A big focus will be the construction industry, where an astonishing 20,000 tons of waste is created every day. A lot of that is so-called demolition waste as places like Musheireb are bulldozed to make way for new developments. The Ministry of Environment has made this a big part of its new standards and specifications for recycling, claiming up to 50 percent of solid waste generated in Qatar can be effectively recycled.
But as ever it is about words, not actions. Already some enterprising businesses in Qatar have taken the initiative, and credit must go to them.
Like the Al Suwaidi Paper Factory, which for years has been the only option for paper recycling. A resourceful business based in the Industrial Area, Al Suwaidi collects paper waste from some of Doha’s most high-profile workplaces – places such as the British Embassy, Qatar University and the Qatar Financial Centre (QFC) – and recycles it themselves for use in heavy packing paper and boxes. It is not an official programme and it is only a small portion of what could be achieved, but at least they are doing something proactive and visible.
Credit too goes to the QFC, which built its own on-site recycling collection unit. These types of investments are good for business here. You could look at it as simply window-dressing, or being seen to be doing the right thing – but given the low-penetration of such programmes in Qatar right now, it literally does make a difference.
Also, it starts putting the right culture in place for the next generation of locals and expats who will enter the work place.
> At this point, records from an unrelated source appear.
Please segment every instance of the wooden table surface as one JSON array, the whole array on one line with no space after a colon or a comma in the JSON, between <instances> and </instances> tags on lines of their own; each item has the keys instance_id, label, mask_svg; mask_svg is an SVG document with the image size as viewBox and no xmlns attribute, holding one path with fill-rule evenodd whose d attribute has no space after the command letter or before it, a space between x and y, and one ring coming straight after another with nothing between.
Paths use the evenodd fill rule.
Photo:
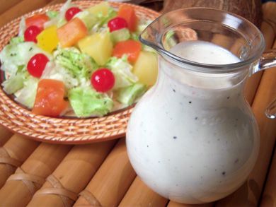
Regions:
<instances>
[{"instance_id":1,"label":"wooden table surface","mask_svg":"<svg viewBox=\"0 0 276 207\"><path fill-rule=\"evenodd\" d=\"M0 27L62 0L0 0ZM267 49L276 47L276 3L263 5ZM245 96L260 132L258 161L236 192L195 206L276 206L276 120L265 114L276 97L276 68L251 77ZM125 138L83 146L40 143L0 126L1 206L190 206L153 192L136 176Z\"/></svg>"}]
</instances>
But there is personal responsibility too, and this is where the government would do well to explore a proper home recycling programme. It is commonplace now in major cities for homes to be provided with separate bins for separate waste products, and Qatar needs that, too.
According to the United Nations Environment Programme, Qatar’s annual waste generation rate is 430 kilograms per person; one of the highest per-capita rates in the world. And that should not come as a surprise – just think about how many plastic bottles of drinking water you go through in a week at home.
The vision is clearly in place for Qatar to start reusing more of what it consumes, but the success of such a vision is almost entirely down to the people, and their desire to recycle. That will be the real challenge.

Kamahl Santamaria is a Doha-based news anchor with Al Jazeera English and host of the channel’s business and economics programme Counting the Cost.

This article first appeared in TheEDGE 4.5, May 2012.